Dans Eichmann à Jérusalem, H. Arendt nous apprend que celui-ci n’avait pas lu Mein Kampf, mais La critique de la raison pratique, déclarant vivre selon les préceptes moraux de Kant. Kant est-il dangereux, ou Eichmann était-il un mauvais lecteur ? L’idée d’un impératif universel et catégorique se trouve chez Kant : mais comment maintenir l’idée d’une rationalité pratique et universaliste si les fins et les conceptions du bien sur lesquelles cette rationalité s’appuie sont multiples et contingentes? Autrement dit, Kant est-il soluble dans un monde laïc et pluraliste ?

Cet ouvrage rassemble plusieurs textes, dont cinq inédits sur quatorze, autour du concept de pratique. Parmi les chapitres regroupés ici, neuf datent de 1991 à 2001. Nous préférons dans cette mesure consacrer notre lecture à ce qu’il y a d’inédit dans ce volume.

Il fait l’effet d’une bouffée d’oxygène. Bouffée d’oxygène? On reconnaît le travail d’ordre et de clarification générale, mais pas seulement : l’ouvrage fournit des analyses concluantes.


"Les règles font ce qu’il est dans le jeu"

Après Le complément de sujet, V. Descombes laissait en suspens ce vaste domaine sur lequel ses derniers chapitres ouvraient : un sujet pratique non kantien. Ce sujet est dessiné au fil des chapitres du présent ouvrage. Sujet dont les fondements théoriques, empruntés à la lecture de Wittgenstein, ne se trouvaient pas rassemblés ou synthétisés de manière satisfaisante dans l’ouvrage précédent. Bien sûr, l’angle variait : il s’agissait largement de discuter des philosophies de la conscience et de contester leur capacité à fournir une fondation satisfaisante au concept de sujet. Les chapitres finaux introduisaient la solution élégante du problème de la subjectivation de soi par l’analogie du jeu d’échec, sans préciser comment cette solution du paradoxe de l’éducation   pouvait s’articuler à la question de la rationalité pratique   . Cette question est la suivante : en quoi un éducateur est-il fondé à former des jugements moraux alors que le fondement ultime de ses jugements lui manque ? Ce n’est d’ailleurs pas un hasard si cette théorie des règles constitutives est reprise à l’avant-dernier et au dernier chapitre du Raisonnement de l’ours. Rappelée dans la note de la page 34 et dans celle de la page 396, puis cruciale dans les analyses du chapitre "L’impossible et l’interdit" comme dans celle "sur les acceptions multiples du nécessaire", la position wittgensteinienne en matière pratique utilise la distinction des modalités ontiques   physique et logique : pour le sujet comme pour la pièce d’échec, "ce sont les règles qui en font ce qu’il est dans le jeu". La description du jeu est une prescription des actions possibles (un mode d’emploi du jeu, un ensemble de directives) : les directives n’ont pas d’autre fondement que les règles conventionnelles (et non pas arbitraires).

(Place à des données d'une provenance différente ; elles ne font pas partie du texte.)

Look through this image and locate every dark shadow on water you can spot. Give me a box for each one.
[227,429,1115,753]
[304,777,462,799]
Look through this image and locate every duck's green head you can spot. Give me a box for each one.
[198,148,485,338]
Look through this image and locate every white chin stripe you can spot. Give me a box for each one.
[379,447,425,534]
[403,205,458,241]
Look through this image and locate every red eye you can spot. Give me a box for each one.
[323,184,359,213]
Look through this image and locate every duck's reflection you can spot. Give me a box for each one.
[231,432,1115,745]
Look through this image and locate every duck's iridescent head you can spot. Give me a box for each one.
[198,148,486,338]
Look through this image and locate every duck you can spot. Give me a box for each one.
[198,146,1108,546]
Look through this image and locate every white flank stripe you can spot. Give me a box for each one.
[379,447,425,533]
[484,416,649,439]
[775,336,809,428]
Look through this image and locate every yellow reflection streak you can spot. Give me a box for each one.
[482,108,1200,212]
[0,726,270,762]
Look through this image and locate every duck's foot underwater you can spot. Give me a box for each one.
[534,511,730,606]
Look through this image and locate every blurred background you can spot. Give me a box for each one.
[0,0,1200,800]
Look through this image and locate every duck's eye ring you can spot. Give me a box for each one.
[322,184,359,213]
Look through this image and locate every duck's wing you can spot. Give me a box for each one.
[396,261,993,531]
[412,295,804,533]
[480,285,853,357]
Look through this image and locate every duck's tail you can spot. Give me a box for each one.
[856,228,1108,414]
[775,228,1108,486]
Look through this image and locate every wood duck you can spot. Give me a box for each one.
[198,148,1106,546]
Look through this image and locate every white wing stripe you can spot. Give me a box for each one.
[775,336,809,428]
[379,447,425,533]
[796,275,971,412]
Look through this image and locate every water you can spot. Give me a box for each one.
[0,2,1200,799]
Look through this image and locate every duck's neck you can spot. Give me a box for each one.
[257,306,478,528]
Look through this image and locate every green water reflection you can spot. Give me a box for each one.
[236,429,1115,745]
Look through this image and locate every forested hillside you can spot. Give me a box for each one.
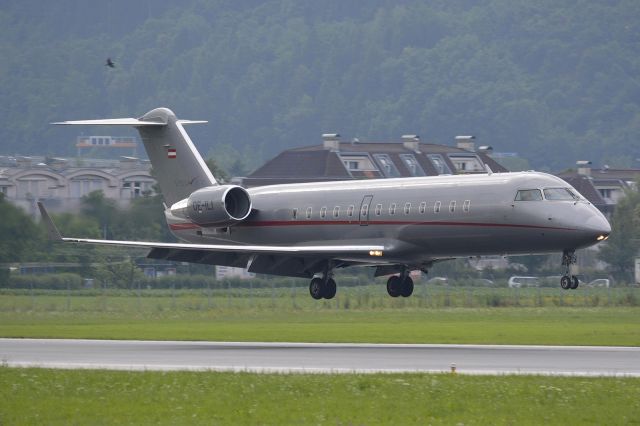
[0,0,640,173]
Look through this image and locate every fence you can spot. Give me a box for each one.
[0,280,640,312]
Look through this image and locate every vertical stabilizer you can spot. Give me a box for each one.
[138,108,217,206]
[54,108,217,206]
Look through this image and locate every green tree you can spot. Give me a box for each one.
[599,184,640,282]
[81,190,117,237]
[0,194,44,263]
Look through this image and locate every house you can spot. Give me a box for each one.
[242,134,508,187]
[0,157,156,216]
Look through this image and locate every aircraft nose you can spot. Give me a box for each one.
[585,214,611,241]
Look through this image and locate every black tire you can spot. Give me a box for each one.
[309,278,325,300]
[400,277,413,297]
[387,275,400,297]
[571,275,580,290]
[322,278,338,299]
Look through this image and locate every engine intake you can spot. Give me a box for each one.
[178,185,251,227]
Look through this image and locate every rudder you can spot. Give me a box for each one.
[53,108,217,206]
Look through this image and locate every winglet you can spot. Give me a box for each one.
[38,201,62,241]
[484,163,493,176]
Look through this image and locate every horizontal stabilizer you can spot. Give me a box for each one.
[51,118,207,127]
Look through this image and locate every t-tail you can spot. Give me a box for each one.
[54,108,217,206]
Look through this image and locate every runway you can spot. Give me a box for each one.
[0,339,640,377]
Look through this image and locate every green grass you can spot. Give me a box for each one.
[0,367,640,425]
[0,302,640,346]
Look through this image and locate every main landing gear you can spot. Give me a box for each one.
[309,270,337,300]
[560,250,580,290]
[387,269,413,297]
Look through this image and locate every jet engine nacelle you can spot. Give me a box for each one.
[171,185,251,227]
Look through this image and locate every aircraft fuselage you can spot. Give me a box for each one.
[167,172,610,263]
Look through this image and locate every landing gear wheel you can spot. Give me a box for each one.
[387,275,401,297]
[309,278,324,300]
[322,278,337,299]
[400,277,413,297]
[571,275,580,290]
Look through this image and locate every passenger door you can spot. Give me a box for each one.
[359,195,373,226]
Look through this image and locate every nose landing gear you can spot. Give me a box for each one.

Ce nouvel ouvrage prolonge, en ce sens, le travail du Complément de sujet puisqu’il étend à différents débats de la philosophie contemporaine l’application des règles constitutives.

L’introduction, nommée "Philosopher en matière pratique", revient à cette solution du problème du fondement de la valeur, en s’attachant à l’inscrire dans une discussion riche et large de M.Weber : "développer une philosophie pratique sur la base d’un concept de raison pratique". L’enjeu est de taille : est-il possible de parler ou non de rationalité en matière pratique? Est-il possible ou non d’envisager, purement et simplement, une rationalité pratique qui ne soit pas prise dans cet étau qui la détruit, "jugement pratique arbitraire" contre "fondation rationnelle ultime"   ? Est-il possible, dans le domaine pratique, de ne choisir ni la conviction ni la responsabilité selon Weber? Et de n’être ni rationnellement fanatique — c’est le cas de l’ours de La Fontaine, ou d’Eichmann — ni totalement impuissant ou nihiliste?

La note sur le syllogisme pratique est certes clarificatrice, mais elle pâtit de ne pas suffisamment déterminer le lien entre le syllogisme comme structure discursive et l’action, action qui constitue le véritable terme du raisonnement.


"We have agreed to disagree"

La méthode mise en œuvre par l’auteur est moins détaillée ici mais tout aussi efficace que dans le Complément de sujet : clarté de l’exposition — la table est déjà un article — clarté dans le traitement des problèmes et dans les résolutions apportées, dans la détermination des contours desdits problèmes, dans l’irascibilité à les reprendre, à les inscrire dans l’histoire du champ. Clarté, enfin, dans la remarquable attitude critique consistant à refuser l’idéologie des alternatives, alternatives auxquelles Descombes s’attaque inlassablement : par exemple, signifiant ou signifié dans Grammaire d’objet en tous genres, mais aussi individualisme ou holisme dans Les institutions du sens, autofondation ou fondation grammaticale du sujet dans Le complément de sujet, rationalité ou irrationalité en matière pratique dans Le raisonnement de l’ours. Rien de nouveau sous le soleil des derniers ouvrages de l’auteur, et l’on voudrait témoigner ici de notre gratitude.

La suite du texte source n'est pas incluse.